As popular as commercial real estate investing is, most people are so accustomed to the active forms, so much so that only a few realize there are passive ways of investing in real estate.
This blog post breaks down both active and passive real estate investing. It explores the pros and cons of each and explains when you should select any of them. The information presented is a great way to help you choose the right path if you are starting your commercial real estate investing journey.
The two most common types of real estate investing categories are active real estate and passive real estate investing.
Understanding the difference between them and making the right choice could determine whether real estate investing works for you or not. The two also determine on which side of the active-passive income spectrum the income generated from your investment efforts will fall.
Active real estate investing is the classic commercial variation popularized on reality TV. It requires more effort from the investor as it involves participating actively in primary investment activities such as researching the property market, identifying the property, securing funding, acquisition, development or renovation, and refinancing.
The most significant benefit of active real estate investing is the higher gain brought about by the associated risks. However, on the flip side, the high level of risk is its main disadvantage.
Passive real estate investing entails giving money to a seasoned real estate syndicator who acquires and oversees the property. It requires less individual effort and has less risk associated with it. However, you will gain less from the property than the active investor, for the same property with the same performance.
Whether you choose the active or passive option depends on several factors, including the amount of risk you are comfortable with, the amount of control you would like to have over the property, and the real estate investing resources you bring to the table.
The essential elements for real estate investing include capital (cash, cash flow, credit, and equity), time, skills, strategic networks, and opportunity control.
Risk is a major consideration when deciding between active and passive investing. Active real estate investing carries greater risk since investors bear the brunt of all losses or unexpected costs that arise during property management.
In contrast, passive real estate investing involves less risk. Passive investors collaborate with syndication companies, which employ experts to mitigate risks. Any losses are shared among multiple passive investors.
Active real estate investors retain control over critical decisions, such as selecting assets and strategy. They manage everything from acquisition to financing.
On the other hand, passive real estate investors have much less control. Their primary task is selecting the right syndicator, after which they receive updates and dividends while the syndicator handles property management and decision-making.
If you’re new to real estate or lack expertise, passive real estate investing may be the better option. It allows you to leverage the expertise of experienced syndicators while you gain knowledge of the industry.
Time is a key resource in real estate investing. Active investors need significant time to research properties, secure funding, and manage acquisitions.
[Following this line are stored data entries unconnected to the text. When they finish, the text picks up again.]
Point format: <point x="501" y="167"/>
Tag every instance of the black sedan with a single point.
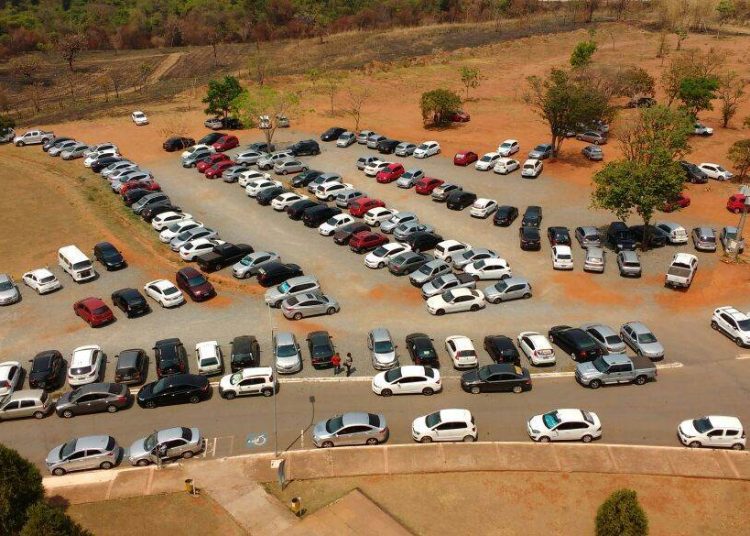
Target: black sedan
<point x="130" y="301"/>
<point x="175" y="389"/>
<point x="497" y="378"/>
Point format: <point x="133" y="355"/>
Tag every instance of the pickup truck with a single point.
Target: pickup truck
<point x="223" y="255"/>
<point x="32" y="137"/>
<point x="681" y="271"/>
<point x="615" y="368"/>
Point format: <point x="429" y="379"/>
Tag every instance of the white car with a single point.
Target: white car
<point x="249" y="176"/>
<point x="165" y="219"/>
<point x="208" y="356"/>
<point x="532" y="168"/>
<point x="41" y="280"/>
<point x="444" y="425"/>
<point x="139" y="118"/>
<point x="494" y="268"/>
<point x="565" y="425"/>
<point x="258" y="185"/>
<point x="456" y="301"/>
<point x="164" y="292"/>
<point x="537" y="348"/>
<point x="407" y="380"/>
<point x="506" y="165"/>
<point x="335" y="222"/>
<point x="487" y="162"/>
<point x="195" y="248"/>
<point x="712" y="431"/>
<point x="483" y="207"/>
<point x="85" y="365"/>
<point x="284" y="200"/>
<point x="375" y="216"/>
<point x="427" y="149"/>
<point x="379" y="257"/>
<point x="166" y="235"/>
<point x="508" y="147"/>
<point x="461" y="351"/>
<point x="715" y="171"/>
<point x="562" y="257"/>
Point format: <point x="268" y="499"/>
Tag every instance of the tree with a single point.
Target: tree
<point x="43" y="518"/>
<point x="621" y="515"/>
<point x="221" y="94"/>
<point x="470" y="78"/>
<point x="70" y="47"/>
<point x="731" y="92"/>
<point x="739" y="155"/>
<point x="564" y="103"/>
<point x="20" y="487"/>
<point x="438" y="105"/>
<point x="696" y="93"/>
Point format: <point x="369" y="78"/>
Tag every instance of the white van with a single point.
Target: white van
<point x="78" y="265"/>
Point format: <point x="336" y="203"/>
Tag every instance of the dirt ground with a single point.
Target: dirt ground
<point x="535" y="503"/>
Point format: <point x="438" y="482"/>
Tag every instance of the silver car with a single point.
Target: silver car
<point x="382" y="349"/>
<point x="249" y="265"/>
<point x="89" y="452"/>
<point x="357" y="428"/>
<point x="171" y="443"/>
<point x="641" y="340"/>
<point x="286" y="353"/>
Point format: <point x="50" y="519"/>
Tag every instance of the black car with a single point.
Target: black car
<point x="345" y="233"/>
<point x="275" y="273"/>
<point x="315" y="216"/>
<point x="558" y="236"/>
<point x="132" y="366"/>
<point x="305" y="178"/>
<point x="321" y="349"/>
<point x="619" y="236"/>
<point x="505" y="215"/>
<point x="130" y="301"/>
<point x="693" y="173"/>
<point x="298" y="208"/>
<point x="170" y="357"/>
<point x="574" y="341"/>
<point x="47" y="370"/>
<point x="460" y="200"/>
<point x="177" y="389"/>
<point x="497" y="378"/>
<point x="421" y="350"/>
<point x="332" y="134"/>
<point x="502" y="349"/>
<point x="305" y="148"/>
<point x="423" y="241"/>
<point x="530" y="238"/>
<point x="245" y="353"/>
<point x="177" y="143"/>
<point x="532" y="217"/>
<point x="109" y="256"/>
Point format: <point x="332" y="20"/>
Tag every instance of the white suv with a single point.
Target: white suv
<point x="734" y="324"/>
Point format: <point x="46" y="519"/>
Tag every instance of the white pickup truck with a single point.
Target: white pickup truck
<point x="681" y="271"/>
<point x="33" y="137"/>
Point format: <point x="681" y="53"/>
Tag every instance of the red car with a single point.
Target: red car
<point x="426" y="185"/>
<point x="464" y="158"/>
<point x="682" y="201"/>
<point x="736" y="203"/>
<point x="195" y="284"/>
<point x="359" y="206"/>
<point x="94" y="311"/>
<point x="226" y="142"/>
<point x="366" y="241"/>
<point x="215" y="171"/>
<point x="390" y="173"/>
<point x="209" y="161"/>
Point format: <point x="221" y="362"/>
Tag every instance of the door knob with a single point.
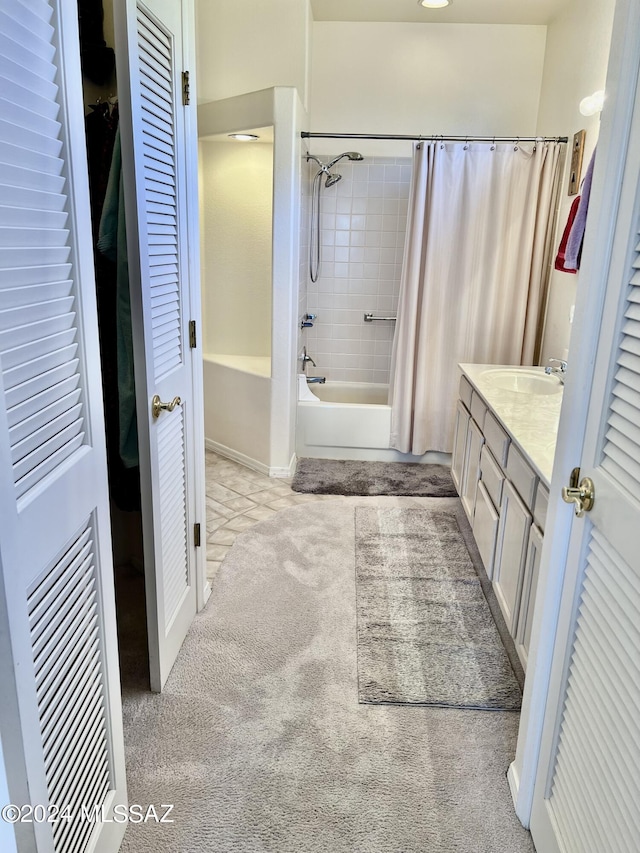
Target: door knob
<point x="582" y="493"/>
<point x="158" y="406"/>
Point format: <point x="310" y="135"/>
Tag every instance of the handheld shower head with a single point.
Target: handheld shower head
<point x="350" y="155"/>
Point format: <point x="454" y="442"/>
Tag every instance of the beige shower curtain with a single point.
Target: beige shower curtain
<point x="476" y="263"/>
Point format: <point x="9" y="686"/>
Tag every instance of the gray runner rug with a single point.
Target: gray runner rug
<point x="349" y="477"/>
<point x="425" y="633"/>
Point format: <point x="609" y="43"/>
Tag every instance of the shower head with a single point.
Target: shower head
<point x="350" y="155"/>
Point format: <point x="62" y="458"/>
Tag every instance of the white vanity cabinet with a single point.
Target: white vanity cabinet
<point x="513" y="540"/>
<point x="506" y="503"/>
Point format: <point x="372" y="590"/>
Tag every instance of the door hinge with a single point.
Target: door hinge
<point x="185" y="88"/>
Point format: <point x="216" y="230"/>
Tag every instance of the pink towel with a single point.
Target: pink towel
<point x="561" y="259"/>
<point x="576" y="235"/>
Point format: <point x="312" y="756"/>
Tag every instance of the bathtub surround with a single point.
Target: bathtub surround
<point x="348" y="477"/>
<point x="425" y="632"/>
<point x="275" y="752"/>
<point x="474" y="275"/>
<point x="363" y="225"/>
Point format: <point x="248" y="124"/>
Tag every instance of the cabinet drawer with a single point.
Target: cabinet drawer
<point x="478" y="410"/>
<point x="541" y="506"/>
<point x="513" y="539"/>
<point x="522" y="476"/>
<point x="491" y="476"/>
<point x="485" y="528"/>
<point x="465" y="392"/>
<point x="471" y="473"/>
<point x="496" y="438"/>
<point x="528" y="596"/>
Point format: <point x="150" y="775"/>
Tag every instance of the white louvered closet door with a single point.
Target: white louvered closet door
<point x="587" y="795"/>
<point x="60" y="713"/>
<point x="149" y="55"/>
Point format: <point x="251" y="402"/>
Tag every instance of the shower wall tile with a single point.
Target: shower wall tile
<point x="363" y="224"/>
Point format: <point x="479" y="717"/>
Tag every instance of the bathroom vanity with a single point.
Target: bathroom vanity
<point x="505" y="436"/>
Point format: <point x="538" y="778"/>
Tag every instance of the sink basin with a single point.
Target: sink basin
<point x="522" y="381"/>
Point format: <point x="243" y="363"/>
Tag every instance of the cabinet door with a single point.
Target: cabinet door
<point x="471" y="472"/>
<point x="528" y="596"/>
<point x="459" y="445"/>
<point x="485" y="527"/>
<point x="513" y="537"/>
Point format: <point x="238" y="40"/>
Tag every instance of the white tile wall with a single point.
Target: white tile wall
<point x="363" y="219"/>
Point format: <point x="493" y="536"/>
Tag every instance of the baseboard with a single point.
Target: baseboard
<point x="285" y="472"/>
<point x="229" y="453"/>
<point x="249" y="462"/>
<point x="514" y="782"/>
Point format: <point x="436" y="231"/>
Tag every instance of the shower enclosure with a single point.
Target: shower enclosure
<point x="249" y="248"/>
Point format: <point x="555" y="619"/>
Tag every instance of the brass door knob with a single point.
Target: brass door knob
<point x="158" y="406"/>
<point x="582" y="494"/>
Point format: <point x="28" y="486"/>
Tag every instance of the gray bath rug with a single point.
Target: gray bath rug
<point x="424" y="629"/>
<point x="349" y="477"/>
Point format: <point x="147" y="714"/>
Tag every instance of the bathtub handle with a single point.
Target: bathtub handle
<point x="369" y="318"/>
<point x="157" y="406"/>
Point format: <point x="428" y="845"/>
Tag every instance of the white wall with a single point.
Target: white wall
<point x="424" y="78"/>
<point x="575" y="66"/>
<point x="237" y="194"/>
<point x="244" y="47"/>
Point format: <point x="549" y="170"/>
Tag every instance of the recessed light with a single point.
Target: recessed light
<point x="243" y="137"/>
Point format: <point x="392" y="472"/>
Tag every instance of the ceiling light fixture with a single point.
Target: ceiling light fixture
<point x="435" y="4"/>
<point x="244" y="137"/>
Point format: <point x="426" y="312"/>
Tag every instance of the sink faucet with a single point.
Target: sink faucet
<point x="556" y="367"/>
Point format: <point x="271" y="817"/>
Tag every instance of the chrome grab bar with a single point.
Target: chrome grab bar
<point x="369" y="318"/>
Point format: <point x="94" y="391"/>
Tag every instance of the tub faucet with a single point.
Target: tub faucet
<point x="306" y="359"/>
<point x="556" y="367"/>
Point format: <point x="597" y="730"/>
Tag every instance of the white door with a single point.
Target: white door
<point x="149" y="49"/>
<point x="587" y="791"/>
<point x="60" y="714"/>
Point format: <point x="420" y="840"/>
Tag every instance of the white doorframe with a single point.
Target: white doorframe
<point x="622" y="78"/>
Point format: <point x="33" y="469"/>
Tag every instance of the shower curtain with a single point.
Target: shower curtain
<point x="476" y="264"/>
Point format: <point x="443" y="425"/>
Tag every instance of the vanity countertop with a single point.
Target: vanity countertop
<point x="530" y="419"/>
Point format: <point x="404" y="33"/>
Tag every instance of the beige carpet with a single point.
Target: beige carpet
<point x="259" y="739"/>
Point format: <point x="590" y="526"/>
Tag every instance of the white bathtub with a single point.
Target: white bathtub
<point x="237" y="405"/>
<point x="351" y="421"/>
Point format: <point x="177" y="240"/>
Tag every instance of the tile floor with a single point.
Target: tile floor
<point x="238" y="498"/>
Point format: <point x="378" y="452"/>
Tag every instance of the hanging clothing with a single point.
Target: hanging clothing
<point x="561" y="258"/>
<point x="112" y="242"/>
<point x="476" y="260"/>
<point x="576" y="235"/>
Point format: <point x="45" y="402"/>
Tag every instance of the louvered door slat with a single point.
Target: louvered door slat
<point x="63" y="614"/>
<point x="23" y="157"/>
<point x="598" y="734"/>
<point x="155" y="58"/>
<point x="35" y="249"/>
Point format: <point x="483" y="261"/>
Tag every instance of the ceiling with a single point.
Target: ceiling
<point x="459" y="12"/>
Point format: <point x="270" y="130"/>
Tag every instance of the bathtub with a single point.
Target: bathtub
<point x="237" y="405"/>
<point x="351" y="420"/>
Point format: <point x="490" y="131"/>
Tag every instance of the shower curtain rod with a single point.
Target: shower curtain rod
<point x="435" y="137"/>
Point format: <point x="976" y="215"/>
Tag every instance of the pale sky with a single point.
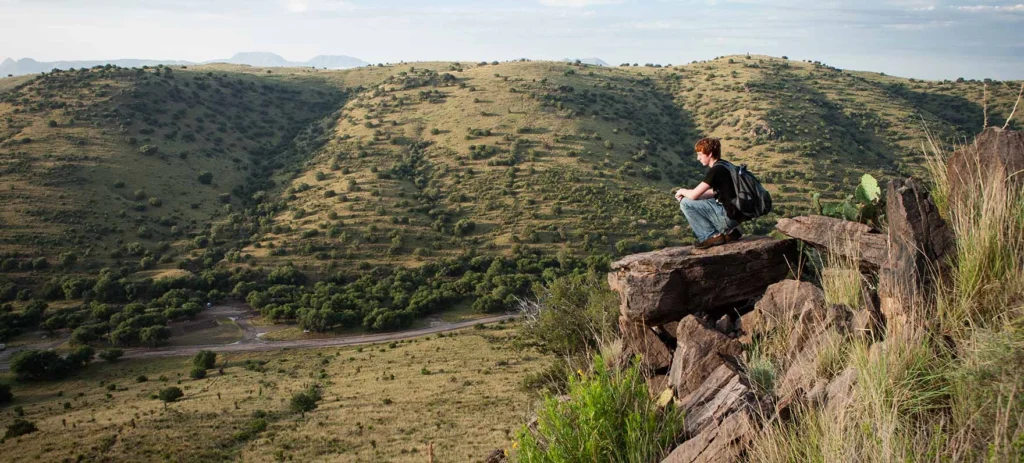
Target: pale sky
<point x="909" y="38"/>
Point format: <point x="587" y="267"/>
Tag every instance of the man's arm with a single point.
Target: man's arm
<point x="702" y="192"/>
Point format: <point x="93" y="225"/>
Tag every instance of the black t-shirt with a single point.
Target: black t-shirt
<point x="721" y="181"/>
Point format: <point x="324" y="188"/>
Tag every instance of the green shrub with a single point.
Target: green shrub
<point x="608" y="417"/>
<point x="170" y="393"/>
<point x="571" y="314"/>
<point x="5" y="394"/>
<point x="305" y="401"/>
<point x="19" y="427"/>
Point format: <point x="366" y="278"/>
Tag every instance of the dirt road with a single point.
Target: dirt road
<point x="251" y="341"/>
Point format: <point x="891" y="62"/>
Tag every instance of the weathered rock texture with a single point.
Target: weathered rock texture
<point x="699" y="351"/>
<point x="665" y="286"/>
<point x="644" y="342"/>
<point x="866" y="244"/>
<point x="721" y="419"/>
<point x="995" y="154"/>
<point x="920" y="244"/>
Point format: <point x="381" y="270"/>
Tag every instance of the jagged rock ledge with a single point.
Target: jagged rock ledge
<point x="665" y="286"/>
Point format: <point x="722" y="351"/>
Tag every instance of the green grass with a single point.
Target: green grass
<point x="379" y="403"/>
<point x="950" y="389"/>
<point x="592" y="166"/>
<point x="225" y="332"/>
<point x="608" y="417"/>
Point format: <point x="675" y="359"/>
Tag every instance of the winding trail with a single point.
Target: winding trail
<point x="251" y="341"/>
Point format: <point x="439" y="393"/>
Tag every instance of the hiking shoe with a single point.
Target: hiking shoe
<point x="733" y="235"/>
<point x="713" y="241"/>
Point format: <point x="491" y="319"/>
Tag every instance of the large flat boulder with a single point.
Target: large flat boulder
<point x="995" y="154"/>
<point x="840" y="237"/>
<point x="642" y="341"/>
<point x="920" y="245"/>
<point x="721" y="420"/>
<point x="782" y="303"/>
<point x="665" y="286"/>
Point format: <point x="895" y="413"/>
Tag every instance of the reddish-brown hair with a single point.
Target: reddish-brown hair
<point x="710" y="146"/>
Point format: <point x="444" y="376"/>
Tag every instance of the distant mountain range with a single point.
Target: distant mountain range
<point x="258" y="58"/>
<point x="595" y="61"/>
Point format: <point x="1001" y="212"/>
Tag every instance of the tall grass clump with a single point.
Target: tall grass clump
<point x="986" y="213"/>
<point x="841" y="278"/>
<point x="951" y="391"/>
<point x="572" y="316"/>
<point x="608" y="416"/>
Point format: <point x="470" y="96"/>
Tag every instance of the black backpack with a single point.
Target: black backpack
<point x="752" y="200"/>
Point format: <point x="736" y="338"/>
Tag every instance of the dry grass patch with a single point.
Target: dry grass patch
<point x="380" y="403"/>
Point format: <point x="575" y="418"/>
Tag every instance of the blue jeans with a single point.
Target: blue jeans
<point x="707" y="217"/>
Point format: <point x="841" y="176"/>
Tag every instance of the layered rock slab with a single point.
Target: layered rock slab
<point x="851" y="240"/>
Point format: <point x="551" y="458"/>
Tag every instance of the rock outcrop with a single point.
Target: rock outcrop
<point x="700" y="350"/>
<point x="920" y="244"/>
<point x="721" y="419"/>
<point x="665" y="286"/>
<point x="865" y="244"/>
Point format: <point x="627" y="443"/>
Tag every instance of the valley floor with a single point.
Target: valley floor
<point x="381" y="403"/>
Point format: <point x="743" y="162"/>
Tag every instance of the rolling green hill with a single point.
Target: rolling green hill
<point x="158" y="169"/>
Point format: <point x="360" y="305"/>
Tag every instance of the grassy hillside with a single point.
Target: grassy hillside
<point x="380" y="403"/>
<point x="95" y="160"/>
<point x="431" y="161"/>
<point x="433" y="166"/>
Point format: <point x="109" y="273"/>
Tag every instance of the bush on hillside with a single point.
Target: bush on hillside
<point x="42" y="365"/>
<point x="608" y="416"/>
<point x="570" y="316"/>
<point x="305" y="401"/>
<point x="169" y="394"/>
<point x="6" y="396"/>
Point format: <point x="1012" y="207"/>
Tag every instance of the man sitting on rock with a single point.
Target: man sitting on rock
<point x="709" y="207"/>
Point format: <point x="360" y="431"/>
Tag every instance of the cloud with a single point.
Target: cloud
<point x="303" y="6"/>
<point x="919" y="26"/>
<point x="578" y="3"/>
<point x="649" y="26"/>
<point x="1018" y="8"/>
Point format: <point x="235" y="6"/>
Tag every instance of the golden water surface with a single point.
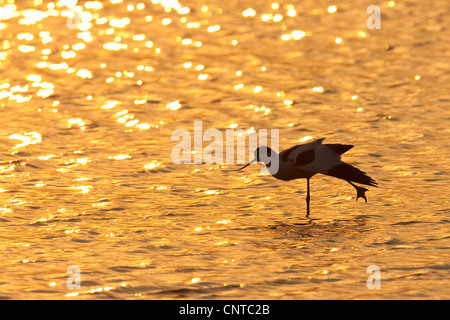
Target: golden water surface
<point x="91" y="92"/>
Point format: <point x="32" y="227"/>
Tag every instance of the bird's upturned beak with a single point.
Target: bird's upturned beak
<point x="245" y="165"/>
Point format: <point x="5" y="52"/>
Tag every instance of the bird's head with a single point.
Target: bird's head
<point x="265" y="155"/>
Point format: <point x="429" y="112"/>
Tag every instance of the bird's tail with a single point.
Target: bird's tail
<point x="348" y="172"/>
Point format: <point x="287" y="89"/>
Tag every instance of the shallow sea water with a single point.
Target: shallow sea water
<point x="86" y="175"/>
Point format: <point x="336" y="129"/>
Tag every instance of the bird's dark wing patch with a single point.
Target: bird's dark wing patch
<point x="348" y="172"/>
<point x="305" y="157"/>
<point x="285" y="154"/>
<point x="339" y="148"/>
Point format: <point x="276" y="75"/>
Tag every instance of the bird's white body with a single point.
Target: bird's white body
<point x="306" y="160"/>
<point x="324" y="159"/>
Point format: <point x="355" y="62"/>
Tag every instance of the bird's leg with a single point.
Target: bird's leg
<point x="360" y="191"/>
<point x="308" y="197"/>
These activities also require real estate knowledge and negotiation skills.
If you have limited time but possess cash, credit, and equity, passive real estate investing might be a better fit, as you can rely on syndicators for management.
For individuals with time to spare and a willingness to gain real estate knowledge, active investing offers an opportunity to build skills and create a strategic network. Working with syndication companies or gaining experience as a real estate agent can help you acquire essential skills and resources.
In conclusion, factors such as associated risk and the amount of control you want determine whether passive real estate investing is right for you. If you are comfortable with less risk, you should choose passive real estate investing. It is also suitable for you if you are still new to commercial real estate investing or don’t know much about it.
The necessary real estate investing resources you have on your hands, or those you lack, also play a big part. You should pick a passive real estate investing if you have little time to spare, as commercial real estate investing is time-consuming.